When we lose someone in our family, it often doesn’t matter how close you are to that person, how often you see them, where they live. What matters is the deep roots of family and the shared experiences and love.
This past Friday, I lost an uncle. A healthy, vibrant man, full of life and energy. He exercised daily and had retired the year before. A shocking and powerful aneurism and stroke left him without neural activity immediately.
His wife and children were able to get to him to say goodbye. But nothing can prepare you for a loss that sudden and shocking in someone still so young, 61.
It’s funny how there are no words to express a loss, or sympathy. People offer condolences and support, food, chores, an ear to listen and a should to cry on. And these are all wonderful things. It brings us all closer and it helps us remember we are not going through our mourning alone. No, a platter of food cannot staunch the heartache, but the effort means that someone is thinking about us and that we don’t have to worry about that one extra detail. Flowers may be overpriced and wilt quickly, but they are a reminder that we are loved and that people are thinking of us.

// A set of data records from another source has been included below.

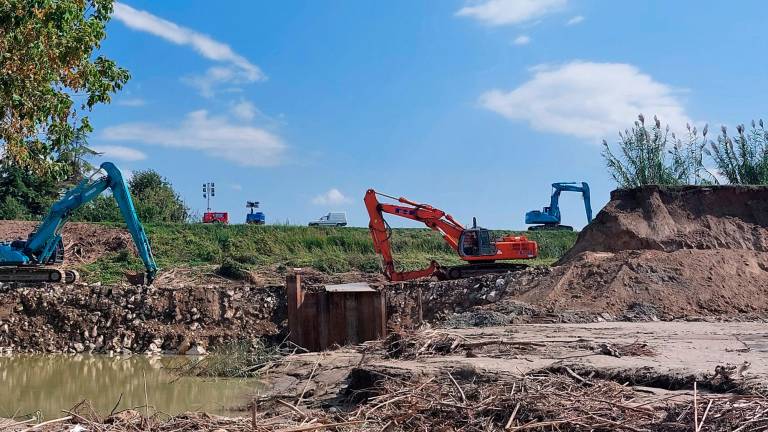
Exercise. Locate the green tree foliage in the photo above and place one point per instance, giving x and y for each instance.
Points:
(653, 155)
(153, 196)
(50, 77)
(742, 159)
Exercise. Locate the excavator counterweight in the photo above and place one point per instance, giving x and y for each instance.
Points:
(34, 259)
(475, 245)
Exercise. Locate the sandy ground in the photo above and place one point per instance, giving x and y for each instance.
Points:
(681, 353)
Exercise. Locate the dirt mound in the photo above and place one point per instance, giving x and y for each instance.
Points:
(680, 251)
(670, 219)
(83, 242)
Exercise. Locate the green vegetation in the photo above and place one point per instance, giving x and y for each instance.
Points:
(51, 78)
(742, 159)
(653, 155)
(153, 196)
(247, 247)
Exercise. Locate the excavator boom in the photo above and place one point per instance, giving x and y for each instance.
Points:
(27, 261)
(473, 245)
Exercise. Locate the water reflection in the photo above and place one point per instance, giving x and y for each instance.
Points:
(53, 383)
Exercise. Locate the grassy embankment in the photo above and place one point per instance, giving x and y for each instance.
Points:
(330, 250)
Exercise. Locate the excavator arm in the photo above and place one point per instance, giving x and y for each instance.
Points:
(474, 245)
(41, 246)
(433, 218)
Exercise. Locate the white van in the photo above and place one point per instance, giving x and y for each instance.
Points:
(331, 219)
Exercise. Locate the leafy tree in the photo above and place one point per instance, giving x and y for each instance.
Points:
(654, 155)
(153, 196)
(24, 194)
(742, 159)
(50, 76)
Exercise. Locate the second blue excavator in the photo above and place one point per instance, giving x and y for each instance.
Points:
(549, 217)
(35, 259)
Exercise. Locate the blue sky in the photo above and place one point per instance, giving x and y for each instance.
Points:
(474, 107)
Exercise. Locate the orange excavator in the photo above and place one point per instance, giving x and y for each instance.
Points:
(474, 245)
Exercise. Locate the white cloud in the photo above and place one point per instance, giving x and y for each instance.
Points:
(587, 100)
(238, 69)
(215, 136)
(502, 12)
(131, 102)
(120, 153)
(332, 197)
(522, 40)
(575, 20)
(244, 110)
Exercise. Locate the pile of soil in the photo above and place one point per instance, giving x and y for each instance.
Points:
(133, 319)
(680, 251)
(83, 242)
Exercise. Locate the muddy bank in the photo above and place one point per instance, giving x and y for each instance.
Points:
(133, 319)
(657, 253)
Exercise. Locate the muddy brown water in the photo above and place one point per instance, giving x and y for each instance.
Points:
(52, 383)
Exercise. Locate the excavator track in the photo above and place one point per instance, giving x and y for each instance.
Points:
(472, 270)
(35, 274)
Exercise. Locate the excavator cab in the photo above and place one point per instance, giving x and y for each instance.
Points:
(476, 242)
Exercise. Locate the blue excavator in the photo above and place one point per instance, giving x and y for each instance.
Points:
(549, 217)
(35, 259)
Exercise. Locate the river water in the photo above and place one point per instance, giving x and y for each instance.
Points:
(52, 383)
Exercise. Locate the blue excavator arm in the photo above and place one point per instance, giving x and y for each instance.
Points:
(42, 244)
(551, 215)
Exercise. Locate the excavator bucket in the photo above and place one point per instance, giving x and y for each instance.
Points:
(139, 278)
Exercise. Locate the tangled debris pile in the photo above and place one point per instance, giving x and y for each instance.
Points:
(130, 319)
(375, 401)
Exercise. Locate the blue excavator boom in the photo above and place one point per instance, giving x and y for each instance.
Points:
(549, 217)
(31, 260)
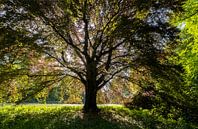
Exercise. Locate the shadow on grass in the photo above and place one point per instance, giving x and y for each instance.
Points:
(65, 118)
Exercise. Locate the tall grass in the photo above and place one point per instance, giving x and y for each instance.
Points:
(71, 117)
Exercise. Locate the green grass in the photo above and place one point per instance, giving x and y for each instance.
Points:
(71, 117)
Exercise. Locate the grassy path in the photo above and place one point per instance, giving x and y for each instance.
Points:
(71, 117)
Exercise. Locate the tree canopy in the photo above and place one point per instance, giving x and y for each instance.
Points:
(93, 41)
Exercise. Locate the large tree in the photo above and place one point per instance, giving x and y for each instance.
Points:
(94, 41)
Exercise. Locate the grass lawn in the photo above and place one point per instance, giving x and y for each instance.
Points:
(71, 117)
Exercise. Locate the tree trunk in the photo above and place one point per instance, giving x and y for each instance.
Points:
(90, 105)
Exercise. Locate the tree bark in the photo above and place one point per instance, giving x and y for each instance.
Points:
(90, 105)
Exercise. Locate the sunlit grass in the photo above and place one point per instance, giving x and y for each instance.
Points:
(71, 117)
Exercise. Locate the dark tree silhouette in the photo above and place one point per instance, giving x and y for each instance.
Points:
(94, 41)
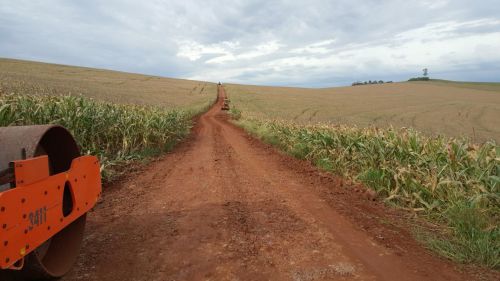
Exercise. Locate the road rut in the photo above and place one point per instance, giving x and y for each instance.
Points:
(223, 206)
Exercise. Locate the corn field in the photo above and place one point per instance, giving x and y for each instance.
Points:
(115, 133)
(448, 180)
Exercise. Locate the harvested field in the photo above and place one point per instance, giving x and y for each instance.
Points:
(119, 87)
(448, 108)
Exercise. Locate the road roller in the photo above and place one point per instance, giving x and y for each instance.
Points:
(46, 190)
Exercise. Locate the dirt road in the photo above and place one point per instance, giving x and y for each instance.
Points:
(224, 206)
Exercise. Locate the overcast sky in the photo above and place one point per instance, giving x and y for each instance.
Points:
(311, 43)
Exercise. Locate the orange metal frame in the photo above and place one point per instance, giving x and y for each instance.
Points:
(32, 212)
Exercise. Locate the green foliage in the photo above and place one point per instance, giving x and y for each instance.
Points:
(419, 79)
(115, 133)
(235, 113)
(448, 180)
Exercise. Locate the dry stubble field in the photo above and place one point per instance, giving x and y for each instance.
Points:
(440, 107)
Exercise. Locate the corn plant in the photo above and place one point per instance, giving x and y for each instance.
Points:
(449, 180)
(115, 133)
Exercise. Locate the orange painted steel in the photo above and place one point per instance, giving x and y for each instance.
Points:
(32, 213)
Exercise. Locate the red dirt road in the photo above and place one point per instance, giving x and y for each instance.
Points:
(224, 206)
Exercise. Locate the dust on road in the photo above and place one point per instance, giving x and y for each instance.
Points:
(223, 206)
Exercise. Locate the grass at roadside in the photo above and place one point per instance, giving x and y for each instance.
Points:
(117, 134)
(450, 181)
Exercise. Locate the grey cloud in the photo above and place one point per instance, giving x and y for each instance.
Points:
(148, 37)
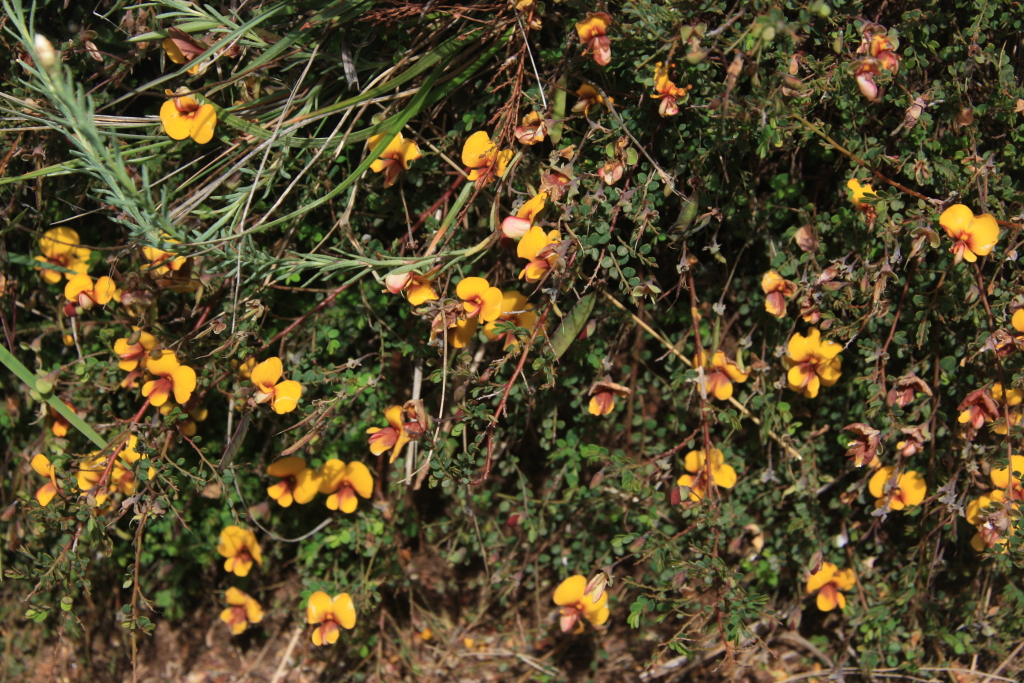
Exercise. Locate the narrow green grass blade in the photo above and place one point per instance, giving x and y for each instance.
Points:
(24, 374)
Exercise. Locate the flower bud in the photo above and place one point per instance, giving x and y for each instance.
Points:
(46, 56)
(395, 283)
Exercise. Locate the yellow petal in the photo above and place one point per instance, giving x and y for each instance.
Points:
(286, 396)
(266, 374)
(318, 607)
(359, 478)
(476, 151)
(176, 124)
(344, 610)
(184, 383)
(823, 575)
(955, 220)
(569, 592)
(78, 285)
(984, 233)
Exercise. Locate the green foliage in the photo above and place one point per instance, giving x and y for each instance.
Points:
(541, 447)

I find people’s reactions to loss, their own and other people’s, strange, as some people drop everything and take over details, some shut down, some need to surround themselves with loved ones to talk and cry and reminisce, and some want to hide in their beds alone and mourn.
There’s not such thing as the “right” way to handle grief. But I did have the uplifting experience this weekend of witnessing a family buoyed up by each other and the support of love and family across the country (and world), sending love, stories, photos, food, flowers, and millions of prayers. My family is huge, my mother is one of 6, there are 20 grandchildren, and my grandparents are in their 80s and going strong. And this is the first loss we’ve experienced within our close family.
Everyone descended upon my grandparents’ home, aunts and uncles, cousins, significant others, friends. We simply sat and chatted and cried and joked. We were together. We couldn’t do anything, as our uncle’s family lives out of town, but just to be together and to feel the outpouring of support and love was a beautiful gift.
I have no real message today or funny pictures to post. I just wanted to express my gratitude for my family and to remind everyone out there to share their love and support freely. We never know how we long we have on this earth, but remember, don’t sweat the small stuff, and it’s all small stuff. Aka – tell everyone you love them. Don’t worry about the petty things. Be well, my friends.